Ventiquattro giorni dopo le elezioni in Sicilia e a Ostia la commissione Antimafia dà i numeri ma non i nomi dei candidati cosiddetti impresentabili. Lo ha annunciato la presidente di Palazzo San Macuto, Rosy Bindi, spiegando che la commissione ha accertato “casi di incandidabilità numericamente limitati, un totale di sette, di cui sei in Sicilia, uno a Ostia“. Bindi ha specificato che una posizione è risultata “incandidabile per la Severino, mentre le altre sei per il nostro codice di autoregolamentazione, varato nel 2014″. Solo che i nomi di quei candidati impresentabili non saranno resi noti. Il motivo? “Non sono infatti definitivi tutti i nostri accertamenti perché attendiamo ancora alcuni riscontri dagli uffici giudiziari. Inoltre, non essendoci ancora la proclamazione degli eletti da parte degli uffici elettorali siciliani, non possiamo ancora sapere se scatteranno le sospensioni previste dalla legge Severino. Naturalmente, appena ricevute queste informazioni, se tutto sarà confermato, desecreteremo immediatamente questo resoconto stenografico e i suoi contenuti potranno essere resi pubblici”, ha spiegato la presidente dell’Antimafia.
Bindi ha inoltre chiarito che la rilevazione della commissione ha riguardato le situazioni alla data del 16 ottobre, “quindi non potevano emergere – in quanto ancora in fase di indagine, e perciò segrete – le note situazioni che si sono tradotte in provvedimenti giudiziari, comprese le ordinanze di custodia cautelare in carcere, che sono state eseguite dopo le elezioni”. Da giorni, infatti, l’Ars è letteralmente finita sotto inchiesta.

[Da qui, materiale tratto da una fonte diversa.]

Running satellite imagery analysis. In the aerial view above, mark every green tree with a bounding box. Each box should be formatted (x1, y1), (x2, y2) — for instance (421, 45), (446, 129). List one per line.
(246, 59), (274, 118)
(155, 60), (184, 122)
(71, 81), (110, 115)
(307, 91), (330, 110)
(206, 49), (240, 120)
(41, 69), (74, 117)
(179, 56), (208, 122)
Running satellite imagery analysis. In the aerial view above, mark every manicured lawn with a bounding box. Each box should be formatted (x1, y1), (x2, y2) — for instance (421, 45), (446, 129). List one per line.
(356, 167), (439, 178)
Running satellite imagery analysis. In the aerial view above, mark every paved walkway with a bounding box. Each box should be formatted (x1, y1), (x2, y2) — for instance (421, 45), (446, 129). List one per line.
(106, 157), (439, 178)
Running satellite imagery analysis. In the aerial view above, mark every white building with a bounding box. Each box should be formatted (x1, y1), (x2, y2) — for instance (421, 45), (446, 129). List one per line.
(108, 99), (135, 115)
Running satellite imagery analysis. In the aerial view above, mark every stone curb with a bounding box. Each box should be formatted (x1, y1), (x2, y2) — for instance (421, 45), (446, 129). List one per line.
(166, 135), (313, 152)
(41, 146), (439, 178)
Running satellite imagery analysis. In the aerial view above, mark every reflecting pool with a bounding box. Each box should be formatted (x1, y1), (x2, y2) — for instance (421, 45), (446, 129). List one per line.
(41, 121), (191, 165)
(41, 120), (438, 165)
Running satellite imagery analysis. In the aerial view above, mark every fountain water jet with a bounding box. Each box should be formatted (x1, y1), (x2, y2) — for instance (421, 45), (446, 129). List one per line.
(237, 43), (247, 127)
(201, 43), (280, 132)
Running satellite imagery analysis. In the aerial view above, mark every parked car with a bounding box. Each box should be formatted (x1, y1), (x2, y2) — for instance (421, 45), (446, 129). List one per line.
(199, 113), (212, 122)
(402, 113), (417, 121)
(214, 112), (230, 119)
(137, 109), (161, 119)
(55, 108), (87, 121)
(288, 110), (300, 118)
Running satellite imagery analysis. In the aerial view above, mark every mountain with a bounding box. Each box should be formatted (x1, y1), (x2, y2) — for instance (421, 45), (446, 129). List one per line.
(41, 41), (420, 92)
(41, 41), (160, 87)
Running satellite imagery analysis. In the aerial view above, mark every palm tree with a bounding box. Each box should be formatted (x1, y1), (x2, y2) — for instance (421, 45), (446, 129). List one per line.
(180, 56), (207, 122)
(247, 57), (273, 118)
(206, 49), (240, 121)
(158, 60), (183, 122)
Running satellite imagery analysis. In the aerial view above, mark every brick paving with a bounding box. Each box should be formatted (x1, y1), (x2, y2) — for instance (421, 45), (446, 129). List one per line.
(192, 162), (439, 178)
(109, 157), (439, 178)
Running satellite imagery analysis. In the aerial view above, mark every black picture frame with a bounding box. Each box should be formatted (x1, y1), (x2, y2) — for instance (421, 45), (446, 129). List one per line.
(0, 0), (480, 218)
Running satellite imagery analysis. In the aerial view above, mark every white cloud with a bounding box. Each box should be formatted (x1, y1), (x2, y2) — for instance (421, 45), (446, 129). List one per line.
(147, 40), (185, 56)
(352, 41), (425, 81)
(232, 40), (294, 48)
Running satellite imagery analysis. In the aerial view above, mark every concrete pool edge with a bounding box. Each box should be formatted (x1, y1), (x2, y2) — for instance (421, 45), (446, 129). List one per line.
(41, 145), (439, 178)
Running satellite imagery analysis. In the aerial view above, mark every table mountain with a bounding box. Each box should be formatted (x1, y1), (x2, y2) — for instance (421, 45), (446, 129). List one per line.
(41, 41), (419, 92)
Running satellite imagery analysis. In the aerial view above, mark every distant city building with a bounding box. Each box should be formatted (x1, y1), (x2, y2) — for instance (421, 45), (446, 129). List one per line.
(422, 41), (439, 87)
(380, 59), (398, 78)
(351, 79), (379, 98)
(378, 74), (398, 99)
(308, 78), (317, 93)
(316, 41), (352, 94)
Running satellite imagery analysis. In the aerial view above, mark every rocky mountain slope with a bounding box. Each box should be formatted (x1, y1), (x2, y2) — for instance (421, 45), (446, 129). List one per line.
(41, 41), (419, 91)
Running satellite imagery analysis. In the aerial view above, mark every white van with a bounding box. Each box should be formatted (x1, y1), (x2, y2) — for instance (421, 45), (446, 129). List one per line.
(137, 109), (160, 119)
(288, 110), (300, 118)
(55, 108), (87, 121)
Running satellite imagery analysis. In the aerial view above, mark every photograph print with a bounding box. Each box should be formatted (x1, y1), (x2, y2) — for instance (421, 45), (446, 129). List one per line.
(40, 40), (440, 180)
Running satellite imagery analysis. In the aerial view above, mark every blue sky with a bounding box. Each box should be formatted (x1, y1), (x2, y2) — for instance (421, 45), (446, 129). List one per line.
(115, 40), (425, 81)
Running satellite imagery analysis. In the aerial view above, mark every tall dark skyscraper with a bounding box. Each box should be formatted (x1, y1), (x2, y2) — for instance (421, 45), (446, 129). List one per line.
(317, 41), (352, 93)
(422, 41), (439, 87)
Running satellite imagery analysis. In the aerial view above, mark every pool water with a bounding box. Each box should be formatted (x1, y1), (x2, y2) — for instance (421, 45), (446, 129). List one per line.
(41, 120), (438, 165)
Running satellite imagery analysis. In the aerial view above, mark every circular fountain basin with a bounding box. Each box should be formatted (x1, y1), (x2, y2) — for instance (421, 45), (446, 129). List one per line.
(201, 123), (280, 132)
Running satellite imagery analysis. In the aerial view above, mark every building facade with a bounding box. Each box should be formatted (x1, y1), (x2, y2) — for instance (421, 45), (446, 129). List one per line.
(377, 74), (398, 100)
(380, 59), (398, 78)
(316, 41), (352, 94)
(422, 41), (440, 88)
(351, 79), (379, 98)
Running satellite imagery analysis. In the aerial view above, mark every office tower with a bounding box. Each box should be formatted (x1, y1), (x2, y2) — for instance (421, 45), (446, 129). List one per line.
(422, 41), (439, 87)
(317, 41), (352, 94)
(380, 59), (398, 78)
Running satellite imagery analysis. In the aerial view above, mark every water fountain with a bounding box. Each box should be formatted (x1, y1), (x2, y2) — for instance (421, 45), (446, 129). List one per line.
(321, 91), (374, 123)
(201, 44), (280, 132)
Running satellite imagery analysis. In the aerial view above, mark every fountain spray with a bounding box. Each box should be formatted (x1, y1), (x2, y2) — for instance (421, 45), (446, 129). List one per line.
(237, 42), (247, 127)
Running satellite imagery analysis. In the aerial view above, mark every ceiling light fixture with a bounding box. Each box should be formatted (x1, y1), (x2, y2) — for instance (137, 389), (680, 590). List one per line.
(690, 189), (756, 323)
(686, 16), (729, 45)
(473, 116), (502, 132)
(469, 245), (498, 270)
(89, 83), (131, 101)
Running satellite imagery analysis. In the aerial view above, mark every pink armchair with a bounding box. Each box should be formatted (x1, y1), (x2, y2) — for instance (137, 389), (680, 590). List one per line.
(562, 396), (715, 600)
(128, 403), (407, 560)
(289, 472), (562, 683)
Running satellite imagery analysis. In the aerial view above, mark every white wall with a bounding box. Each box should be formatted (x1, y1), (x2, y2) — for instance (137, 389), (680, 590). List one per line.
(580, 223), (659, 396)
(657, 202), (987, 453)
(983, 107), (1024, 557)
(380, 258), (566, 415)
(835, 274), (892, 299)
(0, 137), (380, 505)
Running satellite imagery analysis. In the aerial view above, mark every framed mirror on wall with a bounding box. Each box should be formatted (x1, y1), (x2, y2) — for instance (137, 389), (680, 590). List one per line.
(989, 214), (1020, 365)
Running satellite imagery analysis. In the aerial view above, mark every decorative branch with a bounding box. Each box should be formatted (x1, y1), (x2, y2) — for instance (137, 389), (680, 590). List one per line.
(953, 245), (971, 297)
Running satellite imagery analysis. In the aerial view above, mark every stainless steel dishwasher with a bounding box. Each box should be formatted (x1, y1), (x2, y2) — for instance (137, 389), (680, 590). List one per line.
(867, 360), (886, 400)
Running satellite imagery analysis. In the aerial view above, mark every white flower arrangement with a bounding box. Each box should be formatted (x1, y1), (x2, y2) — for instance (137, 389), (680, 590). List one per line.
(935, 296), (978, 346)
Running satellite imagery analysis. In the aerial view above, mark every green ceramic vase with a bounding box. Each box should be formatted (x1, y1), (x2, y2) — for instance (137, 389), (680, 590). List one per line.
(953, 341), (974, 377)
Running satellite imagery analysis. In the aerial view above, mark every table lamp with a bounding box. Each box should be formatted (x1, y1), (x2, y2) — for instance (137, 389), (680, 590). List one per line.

L’ultimo in ordine di tempo a finire indagato è stato Luigi Genovese, il rampollo di Francantonio eletto con quasi 18mila voti e subito accusato di peculato. Due giorni fa era toccato a un altro parlamentare di Forza Italia, Riccardo Savona, accusato di truffa e appropriazione indebita da parte della procura di Palermo. Prima era toccato a Edy Tamajo di Sicilia Futura, sostenitore del candidato del Pd Fabrizio Micari, indagato per associazione a delinquere finalizzata alla corruzione elettorale. A due giorni dal voto, invece, era finito nei guai Cateno De Luca, eletto nell’Udc e arrestato nei giorni scorsi con l’accusa di evasione fiscale e tornato libero dopo la decisione del gip di Messina di revocare i domiciliari.
Già durante la campagna elettorale ilfattoquotidiano.it aveva acceso i riflettori su alcuni aspiranti consiglieri regionali: 18 correvevano con la coalizione del neopresidente Nello Musumeci e alle elezioni del 5 novembre hanno raccolto ben 93.236 preferenze. Non erano solo indagati o condannati, ma anche quelli con legami familiari o trascorsi personali che sollevavano più di qualche dubbio. Molti di quei nomi – anzi, quasi tutti – sono finiti agli atti della commissione Antimafia. Che ha dato il suo responso ventiquattro giorni dopo le elezioni senza tuttavia rendere noti i nomi dei consiglieri impresentabili. Almeno per adesso.